All patients had a needle liver biopsy at the time of surgery. All liver biopsies were read by a single blinded hepatopathologist (JM). Grade of steatosis and degree of lobular inflammation and ballooning were assessed to calculate the NAFLD activity score (NAS), and the NASH CRN histologic scoring system was used to stage fibrosis. NAFLD was characterized by the presence of steatosis score of 1 or greater. Normal histology was characterized by score of 0 for steatosis, lobular inflammation, hepatocyte ballooning and fibrosis as well as the absence of other histologic abnormalities.

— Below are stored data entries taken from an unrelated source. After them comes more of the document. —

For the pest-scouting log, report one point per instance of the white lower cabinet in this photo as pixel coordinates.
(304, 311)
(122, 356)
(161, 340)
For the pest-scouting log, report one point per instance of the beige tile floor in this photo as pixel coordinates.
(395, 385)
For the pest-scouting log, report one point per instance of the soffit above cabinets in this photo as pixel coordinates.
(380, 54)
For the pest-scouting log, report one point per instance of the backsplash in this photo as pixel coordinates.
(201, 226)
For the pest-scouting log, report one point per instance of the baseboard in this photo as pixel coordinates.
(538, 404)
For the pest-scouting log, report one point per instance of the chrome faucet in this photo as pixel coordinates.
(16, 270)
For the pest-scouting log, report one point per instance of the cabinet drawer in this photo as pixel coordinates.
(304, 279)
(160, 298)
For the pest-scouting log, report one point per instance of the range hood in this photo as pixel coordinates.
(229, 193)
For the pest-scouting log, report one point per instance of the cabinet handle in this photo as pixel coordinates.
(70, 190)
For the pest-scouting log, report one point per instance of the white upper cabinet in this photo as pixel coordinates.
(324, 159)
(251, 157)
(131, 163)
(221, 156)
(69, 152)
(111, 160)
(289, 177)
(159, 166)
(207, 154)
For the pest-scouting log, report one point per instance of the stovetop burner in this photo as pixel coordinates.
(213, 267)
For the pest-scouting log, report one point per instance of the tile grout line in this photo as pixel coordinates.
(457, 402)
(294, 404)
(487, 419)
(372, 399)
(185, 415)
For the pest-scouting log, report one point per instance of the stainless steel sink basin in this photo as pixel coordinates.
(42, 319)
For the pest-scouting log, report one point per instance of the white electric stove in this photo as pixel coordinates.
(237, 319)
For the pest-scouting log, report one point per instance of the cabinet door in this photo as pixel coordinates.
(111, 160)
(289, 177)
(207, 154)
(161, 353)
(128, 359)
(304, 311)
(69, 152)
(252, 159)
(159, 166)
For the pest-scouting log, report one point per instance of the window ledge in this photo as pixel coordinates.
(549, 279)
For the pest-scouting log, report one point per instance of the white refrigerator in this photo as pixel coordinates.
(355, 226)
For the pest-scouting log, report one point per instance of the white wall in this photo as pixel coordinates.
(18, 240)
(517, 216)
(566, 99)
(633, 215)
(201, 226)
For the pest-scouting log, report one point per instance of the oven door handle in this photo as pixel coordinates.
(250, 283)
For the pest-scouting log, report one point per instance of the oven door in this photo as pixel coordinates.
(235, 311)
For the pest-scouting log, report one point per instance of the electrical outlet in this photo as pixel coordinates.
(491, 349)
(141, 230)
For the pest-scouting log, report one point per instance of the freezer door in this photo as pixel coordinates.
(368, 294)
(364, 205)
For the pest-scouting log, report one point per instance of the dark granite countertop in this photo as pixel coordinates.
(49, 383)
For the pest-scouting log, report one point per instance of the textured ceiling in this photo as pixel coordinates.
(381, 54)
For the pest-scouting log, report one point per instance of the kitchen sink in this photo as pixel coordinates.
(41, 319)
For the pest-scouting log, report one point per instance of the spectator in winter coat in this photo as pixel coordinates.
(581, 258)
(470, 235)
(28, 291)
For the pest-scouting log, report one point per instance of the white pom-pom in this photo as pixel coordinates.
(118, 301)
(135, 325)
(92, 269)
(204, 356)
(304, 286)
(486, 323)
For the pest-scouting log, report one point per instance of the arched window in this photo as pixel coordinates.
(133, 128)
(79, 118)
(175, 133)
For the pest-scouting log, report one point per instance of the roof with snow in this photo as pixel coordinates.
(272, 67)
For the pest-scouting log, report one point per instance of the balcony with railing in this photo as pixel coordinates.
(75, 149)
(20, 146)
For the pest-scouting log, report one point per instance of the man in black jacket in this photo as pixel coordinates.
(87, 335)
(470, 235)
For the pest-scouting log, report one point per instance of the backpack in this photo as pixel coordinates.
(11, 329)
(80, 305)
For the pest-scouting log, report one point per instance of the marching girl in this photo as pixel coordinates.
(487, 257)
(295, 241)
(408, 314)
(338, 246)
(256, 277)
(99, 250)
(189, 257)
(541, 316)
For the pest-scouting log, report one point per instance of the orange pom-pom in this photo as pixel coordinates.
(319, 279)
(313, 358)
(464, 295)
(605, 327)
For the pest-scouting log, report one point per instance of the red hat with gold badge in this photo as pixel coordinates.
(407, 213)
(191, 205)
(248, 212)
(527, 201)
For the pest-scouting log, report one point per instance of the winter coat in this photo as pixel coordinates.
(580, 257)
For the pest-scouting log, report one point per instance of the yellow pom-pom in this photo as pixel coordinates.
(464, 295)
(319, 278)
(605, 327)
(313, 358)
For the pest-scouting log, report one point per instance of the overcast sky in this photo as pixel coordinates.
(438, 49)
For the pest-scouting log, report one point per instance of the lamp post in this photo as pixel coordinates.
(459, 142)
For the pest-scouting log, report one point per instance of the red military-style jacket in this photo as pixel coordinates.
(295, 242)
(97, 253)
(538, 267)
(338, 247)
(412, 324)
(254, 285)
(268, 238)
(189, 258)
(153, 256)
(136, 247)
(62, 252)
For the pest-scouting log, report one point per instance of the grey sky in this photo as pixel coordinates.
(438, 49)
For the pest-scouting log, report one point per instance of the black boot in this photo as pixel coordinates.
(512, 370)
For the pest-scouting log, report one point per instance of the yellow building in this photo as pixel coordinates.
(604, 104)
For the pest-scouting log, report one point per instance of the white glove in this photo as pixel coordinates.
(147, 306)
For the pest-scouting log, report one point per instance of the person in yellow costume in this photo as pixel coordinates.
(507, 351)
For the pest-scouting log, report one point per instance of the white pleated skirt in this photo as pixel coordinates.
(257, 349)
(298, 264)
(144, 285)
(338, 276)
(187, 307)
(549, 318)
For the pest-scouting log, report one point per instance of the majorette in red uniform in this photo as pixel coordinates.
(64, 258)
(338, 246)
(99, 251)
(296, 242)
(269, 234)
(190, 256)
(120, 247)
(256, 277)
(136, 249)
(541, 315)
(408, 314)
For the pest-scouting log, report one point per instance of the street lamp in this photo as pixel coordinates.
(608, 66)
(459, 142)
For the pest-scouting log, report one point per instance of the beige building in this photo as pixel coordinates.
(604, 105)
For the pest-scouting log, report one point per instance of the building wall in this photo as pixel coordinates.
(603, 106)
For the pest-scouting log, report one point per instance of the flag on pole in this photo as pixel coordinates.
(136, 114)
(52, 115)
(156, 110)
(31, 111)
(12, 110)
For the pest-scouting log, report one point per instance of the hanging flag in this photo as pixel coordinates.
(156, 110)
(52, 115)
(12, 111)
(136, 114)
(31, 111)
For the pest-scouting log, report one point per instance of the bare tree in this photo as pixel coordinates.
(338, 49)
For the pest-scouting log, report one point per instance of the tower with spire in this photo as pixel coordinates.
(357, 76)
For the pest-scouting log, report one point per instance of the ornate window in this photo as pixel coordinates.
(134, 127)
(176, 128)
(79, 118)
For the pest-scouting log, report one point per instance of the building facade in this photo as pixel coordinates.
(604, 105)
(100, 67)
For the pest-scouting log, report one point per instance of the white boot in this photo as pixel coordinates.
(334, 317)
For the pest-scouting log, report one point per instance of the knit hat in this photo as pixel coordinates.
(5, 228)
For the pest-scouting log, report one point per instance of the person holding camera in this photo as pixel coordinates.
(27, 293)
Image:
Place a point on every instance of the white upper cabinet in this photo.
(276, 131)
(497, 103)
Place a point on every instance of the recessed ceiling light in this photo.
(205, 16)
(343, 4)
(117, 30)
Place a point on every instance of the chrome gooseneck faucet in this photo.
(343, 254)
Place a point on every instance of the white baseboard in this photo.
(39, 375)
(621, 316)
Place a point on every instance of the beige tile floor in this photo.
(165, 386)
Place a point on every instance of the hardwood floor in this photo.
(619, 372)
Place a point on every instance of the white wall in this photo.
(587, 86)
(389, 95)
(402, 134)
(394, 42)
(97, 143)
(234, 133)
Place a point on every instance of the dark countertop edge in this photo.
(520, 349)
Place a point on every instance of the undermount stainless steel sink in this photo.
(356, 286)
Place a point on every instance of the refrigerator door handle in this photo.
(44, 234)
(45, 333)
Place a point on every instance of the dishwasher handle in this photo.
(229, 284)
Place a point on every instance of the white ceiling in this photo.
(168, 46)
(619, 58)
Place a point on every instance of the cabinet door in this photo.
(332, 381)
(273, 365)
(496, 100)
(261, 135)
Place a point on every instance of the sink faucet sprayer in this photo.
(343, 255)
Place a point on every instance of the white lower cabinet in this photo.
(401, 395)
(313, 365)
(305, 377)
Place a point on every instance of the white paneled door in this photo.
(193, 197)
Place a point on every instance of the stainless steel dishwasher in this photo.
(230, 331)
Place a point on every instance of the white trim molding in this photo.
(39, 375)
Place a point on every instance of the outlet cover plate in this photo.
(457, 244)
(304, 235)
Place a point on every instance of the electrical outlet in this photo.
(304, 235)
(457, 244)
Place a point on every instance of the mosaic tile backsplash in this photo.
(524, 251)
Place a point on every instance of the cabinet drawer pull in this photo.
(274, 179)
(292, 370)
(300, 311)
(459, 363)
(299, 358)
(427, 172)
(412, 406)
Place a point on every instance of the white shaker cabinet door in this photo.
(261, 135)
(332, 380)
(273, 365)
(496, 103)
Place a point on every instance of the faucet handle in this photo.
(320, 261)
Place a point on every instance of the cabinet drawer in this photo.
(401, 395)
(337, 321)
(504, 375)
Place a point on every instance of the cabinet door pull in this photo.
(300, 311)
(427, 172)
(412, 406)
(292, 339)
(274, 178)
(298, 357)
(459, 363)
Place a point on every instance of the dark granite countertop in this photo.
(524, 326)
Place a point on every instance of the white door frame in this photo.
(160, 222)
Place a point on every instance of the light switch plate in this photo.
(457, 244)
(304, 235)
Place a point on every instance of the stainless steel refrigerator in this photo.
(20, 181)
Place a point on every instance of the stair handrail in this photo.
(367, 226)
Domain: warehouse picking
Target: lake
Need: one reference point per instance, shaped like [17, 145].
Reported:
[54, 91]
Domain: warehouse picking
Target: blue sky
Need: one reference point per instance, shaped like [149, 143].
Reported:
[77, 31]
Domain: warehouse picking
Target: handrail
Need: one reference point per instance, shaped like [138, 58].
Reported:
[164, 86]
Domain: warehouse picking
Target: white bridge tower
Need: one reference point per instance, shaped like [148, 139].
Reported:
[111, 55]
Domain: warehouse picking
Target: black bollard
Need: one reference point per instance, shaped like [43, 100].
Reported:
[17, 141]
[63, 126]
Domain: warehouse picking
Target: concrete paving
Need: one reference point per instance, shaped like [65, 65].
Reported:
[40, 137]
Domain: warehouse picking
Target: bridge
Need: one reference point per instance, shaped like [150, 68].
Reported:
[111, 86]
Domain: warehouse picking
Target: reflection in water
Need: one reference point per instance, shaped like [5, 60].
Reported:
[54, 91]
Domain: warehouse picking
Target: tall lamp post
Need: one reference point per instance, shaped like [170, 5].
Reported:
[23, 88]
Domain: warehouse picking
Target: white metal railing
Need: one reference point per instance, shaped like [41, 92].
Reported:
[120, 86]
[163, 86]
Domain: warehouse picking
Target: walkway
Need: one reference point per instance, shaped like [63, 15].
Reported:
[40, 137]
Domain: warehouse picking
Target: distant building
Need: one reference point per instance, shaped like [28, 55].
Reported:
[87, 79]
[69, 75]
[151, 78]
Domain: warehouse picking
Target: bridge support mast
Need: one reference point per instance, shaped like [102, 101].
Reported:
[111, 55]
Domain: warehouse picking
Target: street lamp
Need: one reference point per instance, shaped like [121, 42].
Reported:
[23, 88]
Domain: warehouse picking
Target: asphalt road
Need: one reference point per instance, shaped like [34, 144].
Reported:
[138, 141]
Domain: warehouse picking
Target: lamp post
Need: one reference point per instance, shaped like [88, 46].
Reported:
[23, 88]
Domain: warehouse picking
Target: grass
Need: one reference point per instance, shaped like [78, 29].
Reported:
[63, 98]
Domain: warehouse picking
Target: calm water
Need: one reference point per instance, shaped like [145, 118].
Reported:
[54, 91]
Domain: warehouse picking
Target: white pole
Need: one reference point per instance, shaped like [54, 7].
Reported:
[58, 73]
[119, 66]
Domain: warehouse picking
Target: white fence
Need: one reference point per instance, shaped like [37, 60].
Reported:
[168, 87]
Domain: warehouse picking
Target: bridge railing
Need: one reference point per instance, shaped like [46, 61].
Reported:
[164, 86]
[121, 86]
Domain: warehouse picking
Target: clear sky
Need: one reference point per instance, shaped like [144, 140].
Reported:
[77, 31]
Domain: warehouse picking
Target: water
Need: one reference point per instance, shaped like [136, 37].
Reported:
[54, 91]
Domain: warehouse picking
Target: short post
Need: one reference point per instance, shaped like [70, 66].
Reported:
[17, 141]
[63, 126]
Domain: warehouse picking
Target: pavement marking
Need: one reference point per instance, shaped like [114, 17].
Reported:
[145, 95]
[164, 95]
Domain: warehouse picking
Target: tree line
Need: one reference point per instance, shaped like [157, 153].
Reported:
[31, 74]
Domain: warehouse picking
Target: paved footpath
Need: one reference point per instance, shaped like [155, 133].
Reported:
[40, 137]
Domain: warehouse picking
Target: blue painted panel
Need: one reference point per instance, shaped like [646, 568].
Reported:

Statistical analysis was performed using SAS software, version V.9.2 (SAS Institute, Cary, NC). Continuous variables were analyzed using a Student's t-Test while categorical variables were analyzed using a Chi square test or Fisher's exact test as appropriate. Univariate analysis was used to identify factors that significantly predicted the absence of NAFLD. Factors found to be significant were then assessed using a multivariate linear regression model. A multivariate logistic regression model was performed to identify significant clinical and metabolic factors that predicted the absence of NAFLD after adjusting for other factors including BMI. A final logistic model was selected and the weighting for the predictive scores were derived from the coefficients from the final logistic model. From this fixed model a receiver operating curve was determined and candidate thresholds for the included variables were compared based on sensitivity and specificity. A score was constructed based on a multivariate logistic regression model predicting the probability for NAFLD. The model includes race, obstructive sleep apnea, HOMA-IR and ALT as predictors of NAFLD.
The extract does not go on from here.